Reverse Mortgage Pros And Cons Aarp

A sizable, independent, nonprofit organization called the American Association of Retired Persons (AARP) is committed to assisting people over 50 in achieving independence, including financial independence.

Although the organization, which serves 37 million senior citizens and counting, doesn’t directly offer reverse mortgage products, it does have some very significant opinions about them.

For retirees who may be considering a reverse mortgage as a way to age in place, this is where AARP comes into play.

What does AARP think of reverse mortgages?

Reverse mortgage products have received the support of AARP as a tool to assist older Americans access their home equity during retirement.

Even though the company doesn’t actually provide reverse mortgages, it does provide some helpful information on this type of loan if you’re looking for more details from an impartial third-party.

On its website, AARP has a section devoted to reverse mortgages, which can be found here.

AARP provides a glossary of reverse mortgage terms as well as a wealth of information and questions to ask yourself if you are considering a reverse mortgage, in case you are unsure of what the term “non-recourse” means or are getting ready for your reverse mortgage counseling session.

AARP influences reverse mortgage policy

Through its Public Policy Institute, AARP plays a role in policymaking in addition to serving as a third party resource for information about reverse mortgages.

AARP representatives frequently attend congressional hearings to consult with decision-makers on the availability and protections of reverse mortgages.

Reverse mortgage reports and studies have also been released by AARP’s public policy division to help decision-makers with the federally insured Home Equity Conversion Mortgage program. T.

The vast majority of reverse mortgages are currently made through this loan program, which insures them under the Federal Housing Administration. It is responsive to changes in housing policy made in Washington, D.C. C.

Click here for a recent AARP Public Policy report on reverse mortgages.

AARP works to protect reverse mortgage borrowers

As the world’s largest senior advocacy organization, AARP works to make sure that the financial products available to seniors are secure and serve their needs.

Those products include reverse mortgages. AARP has defended reverse mortgage borrowers in the few instances where they have not been happy with their borrowing experience.

The most recent manifestation of this has been the defense of non-borrowing spouses in reverse mortgage transactions.

According to FHA policy, non-borrowing spouses who are not listed on the property title at the time of the loan closing are not eligible to inherit the home after the borrowing spouse passes away or vacates the property.

Another recent instance was when AARP asked the Federal Housing Administration to define the term “non-recourse” in the context of reverse mortgages.

The FHA clarified that in the event that a borrowing spouse dies or vacates the property, any non-borrowing spouse may purchase the property for fair market value.
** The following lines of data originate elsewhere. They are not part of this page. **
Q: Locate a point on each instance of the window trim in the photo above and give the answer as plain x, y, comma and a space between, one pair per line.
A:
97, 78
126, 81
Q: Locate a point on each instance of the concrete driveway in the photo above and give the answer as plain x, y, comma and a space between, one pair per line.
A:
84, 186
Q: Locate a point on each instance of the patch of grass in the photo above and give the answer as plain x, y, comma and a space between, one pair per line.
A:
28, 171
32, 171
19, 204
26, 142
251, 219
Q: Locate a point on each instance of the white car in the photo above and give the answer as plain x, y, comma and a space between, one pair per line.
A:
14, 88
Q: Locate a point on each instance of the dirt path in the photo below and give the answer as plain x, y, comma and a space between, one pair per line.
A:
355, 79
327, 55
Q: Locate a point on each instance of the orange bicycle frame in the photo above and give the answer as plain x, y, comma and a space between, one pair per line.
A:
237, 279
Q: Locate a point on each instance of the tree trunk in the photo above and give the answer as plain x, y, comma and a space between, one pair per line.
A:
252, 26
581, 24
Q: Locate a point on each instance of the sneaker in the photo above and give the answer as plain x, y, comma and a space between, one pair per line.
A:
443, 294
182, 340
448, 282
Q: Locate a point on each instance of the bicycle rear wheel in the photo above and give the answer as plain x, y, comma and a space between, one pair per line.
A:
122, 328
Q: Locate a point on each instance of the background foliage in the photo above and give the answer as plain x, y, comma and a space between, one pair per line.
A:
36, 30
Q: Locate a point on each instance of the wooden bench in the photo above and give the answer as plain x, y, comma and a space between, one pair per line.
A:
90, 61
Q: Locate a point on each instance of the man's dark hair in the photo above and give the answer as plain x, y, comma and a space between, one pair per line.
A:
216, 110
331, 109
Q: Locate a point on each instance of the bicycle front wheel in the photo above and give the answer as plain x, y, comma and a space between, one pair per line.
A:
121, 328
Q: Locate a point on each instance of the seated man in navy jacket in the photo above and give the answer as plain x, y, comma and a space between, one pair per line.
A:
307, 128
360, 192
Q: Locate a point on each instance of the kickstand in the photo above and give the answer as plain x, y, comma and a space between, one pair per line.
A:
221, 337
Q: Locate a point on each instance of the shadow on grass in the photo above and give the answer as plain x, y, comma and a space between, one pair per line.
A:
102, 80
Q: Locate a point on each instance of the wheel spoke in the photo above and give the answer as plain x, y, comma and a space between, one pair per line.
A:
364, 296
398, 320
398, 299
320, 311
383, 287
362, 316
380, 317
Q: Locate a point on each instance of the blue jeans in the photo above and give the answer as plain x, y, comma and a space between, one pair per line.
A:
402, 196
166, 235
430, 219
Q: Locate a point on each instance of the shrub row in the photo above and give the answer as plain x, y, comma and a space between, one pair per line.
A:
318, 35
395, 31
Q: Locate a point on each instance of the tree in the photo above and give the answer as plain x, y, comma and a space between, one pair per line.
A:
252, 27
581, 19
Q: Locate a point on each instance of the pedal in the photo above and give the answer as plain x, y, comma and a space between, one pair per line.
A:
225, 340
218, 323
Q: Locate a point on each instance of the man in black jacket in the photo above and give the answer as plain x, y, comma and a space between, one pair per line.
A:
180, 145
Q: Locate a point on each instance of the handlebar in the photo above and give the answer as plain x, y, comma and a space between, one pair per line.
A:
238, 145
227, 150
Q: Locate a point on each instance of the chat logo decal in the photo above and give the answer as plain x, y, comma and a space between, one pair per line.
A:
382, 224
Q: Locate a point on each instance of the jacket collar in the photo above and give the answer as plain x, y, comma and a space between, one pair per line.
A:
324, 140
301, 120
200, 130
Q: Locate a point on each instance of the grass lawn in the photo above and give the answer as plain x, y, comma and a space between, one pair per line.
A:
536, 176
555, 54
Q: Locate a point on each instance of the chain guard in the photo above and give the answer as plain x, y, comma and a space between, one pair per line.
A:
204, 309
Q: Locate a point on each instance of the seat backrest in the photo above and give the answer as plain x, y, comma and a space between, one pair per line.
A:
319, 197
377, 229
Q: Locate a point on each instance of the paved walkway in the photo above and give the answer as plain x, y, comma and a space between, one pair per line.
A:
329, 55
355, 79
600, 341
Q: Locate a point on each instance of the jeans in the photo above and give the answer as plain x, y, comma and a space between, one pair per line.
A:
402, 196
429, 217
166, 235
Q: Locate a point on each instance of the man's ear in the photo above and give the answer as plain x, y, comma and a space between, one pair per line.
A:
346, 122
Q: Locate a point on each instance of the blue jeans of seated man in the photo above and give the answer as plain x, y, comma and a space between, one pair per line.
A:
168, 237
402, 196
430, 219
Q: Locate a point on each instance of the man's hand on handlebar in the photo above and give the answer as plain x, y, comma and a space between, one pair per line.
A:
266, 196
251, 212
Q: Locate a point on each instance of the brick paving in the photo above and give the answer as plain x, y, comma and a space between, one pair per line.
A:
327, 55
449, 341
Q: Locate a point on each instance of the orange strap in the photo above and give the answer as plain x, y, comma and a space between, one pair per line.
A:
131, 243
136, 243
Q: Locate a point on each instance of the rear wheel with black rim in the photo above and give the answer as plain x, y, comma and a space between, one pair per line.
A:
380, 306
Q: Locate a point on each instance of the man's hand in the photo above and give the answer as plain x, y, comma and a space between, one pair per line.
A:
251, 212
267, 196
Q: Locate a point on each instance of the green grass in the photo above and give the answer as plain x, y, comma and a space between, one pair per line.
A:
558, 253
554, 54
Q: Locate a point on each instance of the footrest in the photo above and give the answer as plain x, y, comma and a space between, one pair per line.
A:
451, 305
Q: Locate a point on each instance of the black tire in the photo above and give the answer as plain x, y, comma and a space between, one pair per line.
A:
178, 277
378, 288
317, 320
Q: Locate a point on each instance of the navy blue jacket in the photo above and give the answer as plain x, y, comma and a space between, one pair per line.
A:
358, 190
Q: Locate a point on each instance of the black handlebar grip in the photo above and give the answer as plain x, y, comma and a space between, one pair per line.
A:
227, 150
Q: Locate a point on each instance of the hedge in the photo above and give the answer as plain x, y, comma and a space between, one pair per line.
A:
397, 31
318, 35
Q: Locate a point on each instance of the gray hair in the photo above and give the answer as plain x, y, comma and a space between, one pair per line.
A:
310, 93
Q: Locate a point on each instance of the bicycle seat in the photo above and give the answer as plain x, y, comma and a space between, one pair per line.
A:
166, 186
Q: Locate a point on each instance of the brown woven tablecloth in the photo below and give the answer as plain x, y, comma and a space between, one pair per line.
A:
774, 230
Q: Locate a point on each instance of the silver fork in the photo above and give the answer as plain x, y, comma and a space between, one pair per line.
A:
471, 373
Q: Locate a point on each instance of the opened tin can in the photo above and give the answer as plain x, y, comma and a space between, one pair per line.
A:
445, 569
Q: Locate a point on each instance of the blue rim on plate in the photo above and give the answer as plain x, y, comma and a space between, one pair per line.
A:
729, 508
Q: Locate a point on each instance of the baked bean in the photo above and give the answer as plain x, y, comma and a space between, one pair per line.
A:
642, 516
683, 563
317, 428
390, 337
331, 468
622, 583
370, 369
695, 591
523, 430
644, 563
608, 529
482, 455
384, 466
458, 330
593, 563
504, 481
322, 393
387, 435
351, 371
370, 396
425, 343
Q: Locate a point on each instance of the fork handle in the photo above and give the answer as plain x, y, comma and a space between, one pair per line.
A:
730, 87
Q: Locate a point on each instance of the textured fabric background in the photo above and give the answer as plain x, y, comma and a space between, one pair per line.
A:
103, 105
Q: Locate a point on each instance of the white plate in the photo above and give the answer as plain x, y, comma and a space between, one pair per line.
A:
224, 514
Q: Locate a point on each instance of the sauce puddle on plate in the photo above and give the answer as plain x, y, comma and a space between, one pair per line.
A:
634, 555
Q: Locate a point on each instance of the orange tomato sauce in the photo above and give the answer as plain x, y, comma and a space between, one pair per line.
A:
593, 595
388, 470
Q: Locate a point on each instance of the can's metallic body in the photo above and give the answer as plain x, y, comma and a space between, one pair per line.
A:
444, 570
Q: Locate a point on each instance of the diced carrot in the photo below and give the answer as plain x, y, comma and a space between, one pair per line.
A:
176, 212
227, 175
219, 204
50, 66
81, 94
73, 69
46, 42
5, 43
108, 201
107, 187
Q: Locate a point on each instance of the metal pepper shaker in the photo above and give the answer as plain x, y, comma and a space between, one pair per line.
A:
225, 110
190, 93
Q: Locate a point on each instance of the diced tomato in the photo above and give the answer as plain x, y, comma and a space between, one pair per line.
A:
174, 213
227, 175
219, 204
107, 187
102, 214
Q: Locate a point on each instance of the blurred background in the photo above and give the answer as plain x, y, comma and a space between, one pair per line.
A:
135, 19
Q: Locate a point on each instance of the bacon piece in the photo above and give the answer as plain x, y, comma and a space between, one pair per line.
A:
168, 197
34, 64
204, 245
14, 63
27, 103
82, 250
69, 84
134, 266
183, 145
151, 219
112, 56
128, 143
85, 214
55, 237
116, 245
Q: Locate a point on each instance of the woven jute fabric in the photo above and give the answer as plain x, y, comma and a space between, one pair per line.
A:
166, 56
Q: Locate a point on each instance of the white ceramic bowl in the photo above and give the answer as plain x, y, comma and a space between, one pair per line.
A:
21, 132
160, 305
Due to this crucial safeguard, a reverse mortgage heir will never be required to pay back more on the loan than the house is worth at the time of the sale.



Does AARP recommend reverse mortgages?

AARP makes neither recommendations in favor of nor against reverse mortgages. However, they do urge borrowers to invest in their education so that they can make the best decisions for their particular situation.

What is the downside to a reverse mortgage?

The loss of home equity is one of reverse mortgages’ major drawbacks. You’ll make less money when you sell the property or have less borrowing power if you need a new loan because you’re not reducing the balance of your reverse mortgage. You’ll pay high upfront fees.

What does Suze Orman say about reverse mortgages?

There is no one size fits all solution. Although a reverse mortgage won’t be everyone’s best option, it shouldn’t be disregarded as a component of their overall retirement strategy.

Why are people disappointed with reverse mortgages?

The disadvantages of a reverse mortgage include possible higher closing costs than those of a traditional loan, the requirement that the property be your primary residence, the loan’s inability to be assumed, and possibly less equity available to leave your heir as an inheritance.